Cour d'appel
Cour d'appel de Pau, Chambre sociale, 11 juin 2026, 23/01995
Synthèse de la décision
Synthèse automatique extraite de la décision- Contexte: Le 27 janvier 2015, les parties ont souscrit un avenant prévoyant une rémunération mensuelle brute de 1.794,18 € et une prime d'ancienneté calculée conformément aux dispositions de l'article 9.2.3 de la convention collective nationale du sport, ainsi qu'une clause d'exclusivité de services rédigée en ces termes: « Pendant toute la durée de son contrat de travail, M. [Q] [T] devra réserver à l'Association l'exclusivité de ses services et ne pourra avoir aucune autre occupation professionnelle, même non concurrente.

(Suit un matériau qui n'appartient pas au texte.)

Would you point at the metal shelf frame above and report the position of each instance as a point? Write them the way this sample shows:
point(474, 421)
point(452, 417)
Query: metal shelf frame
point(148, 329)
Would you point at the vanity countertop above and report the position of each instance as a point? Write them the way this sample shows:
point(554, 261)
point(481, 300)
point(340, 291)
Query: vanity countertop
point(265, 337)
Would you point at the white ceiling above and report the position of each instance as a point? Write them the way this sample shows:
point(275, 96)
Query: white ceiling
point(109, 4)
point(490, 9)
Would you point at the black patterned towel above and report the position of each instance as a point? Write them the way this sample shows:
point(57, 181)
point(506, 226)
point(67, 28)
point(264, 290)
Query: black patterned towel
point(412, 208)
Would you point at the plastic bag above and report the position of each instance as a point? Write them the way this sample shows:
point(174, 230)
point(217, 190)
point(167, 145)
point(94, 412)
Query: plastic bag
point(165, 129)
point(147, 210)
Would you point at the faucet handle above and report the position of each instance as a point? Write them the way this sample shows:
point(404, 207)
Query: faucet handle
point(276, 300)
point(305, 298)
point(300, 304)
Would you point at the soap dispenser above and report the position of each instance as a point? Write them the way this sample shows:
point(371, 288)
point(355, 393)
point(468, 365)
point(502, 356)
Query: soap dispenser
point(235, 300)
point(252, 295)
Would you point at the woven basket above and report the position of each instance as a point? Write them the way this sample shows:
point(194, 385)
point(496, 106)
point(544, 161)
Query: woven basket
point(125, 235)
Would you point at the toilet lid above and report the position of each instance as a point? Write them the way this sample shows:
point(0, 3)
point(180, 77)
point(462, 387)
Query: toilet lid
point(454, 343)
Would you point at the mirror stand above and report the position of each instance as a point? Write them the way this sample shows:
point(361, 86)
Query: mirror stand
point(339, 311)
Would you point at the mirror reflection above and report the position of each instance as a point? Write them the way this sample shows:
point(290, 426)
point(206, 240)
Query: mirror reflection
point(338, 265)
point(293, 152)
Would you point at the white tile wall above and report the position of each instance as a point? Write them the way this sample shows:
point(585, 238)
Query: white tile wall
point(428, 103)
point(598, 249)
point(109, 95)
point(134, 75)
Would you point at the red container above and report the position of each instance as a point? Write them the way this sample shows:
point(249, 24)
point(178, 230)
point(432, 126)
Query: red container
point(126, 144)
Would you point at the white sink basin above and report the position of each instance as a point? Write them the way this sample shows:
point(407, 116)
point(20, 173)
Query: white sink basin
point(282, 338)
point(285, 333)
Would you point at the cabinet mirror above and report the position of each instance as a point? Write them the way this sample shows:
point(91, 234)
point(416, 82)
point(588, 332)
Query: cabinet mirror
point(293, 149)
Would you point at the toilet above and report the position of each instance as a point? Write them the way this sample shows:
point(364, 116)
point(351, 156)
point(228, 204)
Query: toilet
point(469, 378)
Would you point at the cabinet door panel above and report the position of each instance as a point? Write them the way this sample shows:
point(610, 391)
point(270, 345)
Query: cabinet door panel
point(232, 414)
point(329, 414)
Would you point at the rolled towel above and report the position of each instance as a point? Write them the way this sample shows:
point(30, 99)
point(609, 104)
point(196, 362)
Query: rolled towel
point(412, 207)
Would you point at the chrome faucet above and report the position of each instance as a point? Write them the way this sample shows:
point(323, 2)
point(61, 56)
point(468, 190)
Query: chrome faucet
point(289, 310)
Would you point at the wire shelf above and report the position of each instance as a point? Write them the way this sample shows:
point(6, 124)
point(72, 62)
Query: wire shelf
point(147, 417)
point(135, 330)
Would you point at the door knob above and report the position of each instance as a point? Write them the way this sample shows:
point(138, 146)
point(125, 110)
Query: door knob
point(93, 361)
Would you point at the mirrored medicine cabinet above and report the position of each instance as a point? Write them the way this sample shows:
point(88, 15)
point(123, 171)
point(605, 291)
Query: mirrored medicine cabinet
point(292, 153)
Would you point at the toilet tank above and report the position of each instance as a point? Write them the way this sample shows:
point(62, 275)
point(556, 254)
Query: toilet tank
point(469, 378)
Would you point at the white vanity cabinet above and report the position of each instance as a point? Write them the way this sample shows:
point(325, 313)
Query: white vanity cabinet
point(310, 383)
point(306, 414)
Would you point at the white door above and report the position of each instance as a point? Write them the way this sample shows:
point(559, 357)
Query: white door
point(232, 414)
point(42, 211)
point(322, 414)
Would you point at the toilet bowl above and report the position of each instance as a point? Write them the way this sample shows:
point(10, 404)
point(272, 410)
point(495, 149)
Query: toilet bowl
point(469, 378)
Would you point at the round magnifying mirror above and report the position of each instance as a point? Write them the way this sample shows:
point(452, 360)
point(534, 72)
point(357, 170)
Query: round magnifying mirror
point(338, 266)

- Solution: Confirme le jugement rendu le 22 juin 2023 par le conseil de prud'hommes de Bayonne hormis en ce qu'il a: dit que le licenciement de M. [Q] [T] repose sur une cause réelle et sérieuse constitutive d'une faute simple, condamné l'association [1] à verser à M. [Q] [T] la somme de 1 500 euros sur le fondement des dispositions de l'article 700 du code de procédure civile; Statuant à nouveau sur les points infirmés et y ajoutant; Dit le licenciement de M. [Q] [T] dénué de cause réelle et sérieuse.
- Demandes: L'Association [1] demande à la cour d'I; Sur le licenciement de M. [T]: A titre principal, Infirmer le jugement rendu par le conseil de prud'hommes de Bayonne le 22 juin 2023 en ce qu'il a jugé que le licenciement de M. [T] reposait sur une cause réelle et sérieuse, Partant et jugeant à nouveau.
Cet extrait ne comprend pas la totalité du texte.